On Jul 14, 2011, at 5:01 PM, Edward Shishkin wrote:
In this case we store a file in parts which are not adjacent
from the standpoint of Cloudfs. That said we need to split
read, and this makes this operation inatomic. This means
that read(2) will return data compound of parts of different
"versions".
Example:
Suppose we have a file F stored in 2 different parts F1 and F2.
Process A writes a file F (to be of version 1);
Process B reads a file F (part F1);
Process C writes a file F (to be of version 2);
Process B reads a file F (part F2);
As the result process B returns data compound of
parts of different versions 1 and 2.
This non-atomicity is different from the non-atomicity that takes
place in the kernel (local file systems): kernel guarantees
that all PAGE_SIZE reads with PAGE_SIZE-aligned offsets are
atomic (this is because reads and writes in kernel acquire
page locks). Whereas, in our case we'll have that F2 doesn't
necessarily have PAGE_SIZE-aligned offset.
That said it can happen that we'll get complaints from users,
who don't expect such non-atomicity.
The users should never see this non-atomicity, so those user
complaints are mythical. All accesses to a physical file on one brick
go through a single translator which can (and should) enforce any
necessary serialization.
Moreover, in the case when
EOBs are HMACs for checking integrity, or authentication we'll
have false positives, as nobody guarantees that versions of HMAC
and respective data block will coincide.
Solution:
In this approach we need to serialize truncates, appending
writes and sequences RbRe (read block, read EOB).
Approach 2: Storing in file's body.
In this case EOBs are stored in file's body (via appending to
a file in the case of EOF, or interspacing a file with HMACs,
etc). So file with his EOBs is the whole from the standpoint
of Cloudfs, and there is no problems with atomicity specific
to Approach 1.
However, in this case all our files maintained by low-level
local fs will have increased sizes (added total size of all EOBs).
So that actual file size must be stored as additional attribute
(e.g. as xattr value).
So we're back to being non-atomic, since the actual write and the
xattr operation to set the EOF marker are separate. Note also that
POSIX does allow partial writes, so we can't really issue the xattr op
until we have the *result* from the write in hand. It does no good to
say that the EOF can be stored in memory, because that would allow the
inconsistency to become persistent in case of a crash. Every time EOF
changes, the change must be recorded persistently. This will happen
for every write that extends the file, in contrast to approach 1 in
which an xattr update is only necessary if the old and/or new EOF is
unaligned.
With HMACs (out of scope for this version of CloudFS anyway) there's
another problem. We can read or write intermingled data and HMACs as
one contiguous extent easily enough, but converting between this form
and the one the user expects will require allocation of a second
buffer and piecemeal copying of pieces from one to the other. That's
not exactly free, even on fast processors, especially when GlusterFS
tends to become CPU-bound on 10GbE or better already. Avoiding seeks
is a noble goal, and this approach might do that for small requests on
a single spinning disk with no caching, but there are other scenarious
- large requests, SSDs, multiple disks, warm/non-volatile caches -
where it would be notably worse than separate data and HMAC areas. We
need to evaluate the effect for different configurations and access
patterns carefully, not just make guesses without evidence. I
strongly suspect that the separate-HMAC approach would actually serve
us better, but even as the project leader I wouldn't presume to treat
my guesses as fact.
->open() method of the high-level translator loads actual
file size to the cloudfs-specific part of inode via fetching
->getxattr(), so that it is persistent in the memory on server.

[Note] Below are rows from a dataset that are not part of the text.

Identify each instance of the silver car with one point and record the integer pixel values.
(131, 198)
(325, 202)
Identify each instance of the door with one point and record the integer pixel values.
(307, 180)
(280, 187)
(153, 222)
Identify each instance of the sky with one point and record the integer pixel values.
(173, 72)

Any ->truncate() and appending ->write() of the high-level
xlator update in-core and on-disk actual sizes simultaneously
"Simultaneously" has no meaning here. The on-disk update is issued
"downward" (toward the disk) and is completed asynchronously some time
later. The only way for the in-memory update to be *effectively*
simultaneous is if we block all other accesses while the on-disk
update is in progress. This is exactly the kind of serialization and
careful sequencing of sub-operations that you identify as a necessity
for approach 1, but it turns out that it's necessary for approach 2 as
well. The need for serialization does not help us distinguish between
the two approaches, because they have that in common.
P.S. This doesn't really belong on gluster-devel, since it's purely a
CloudFS issue.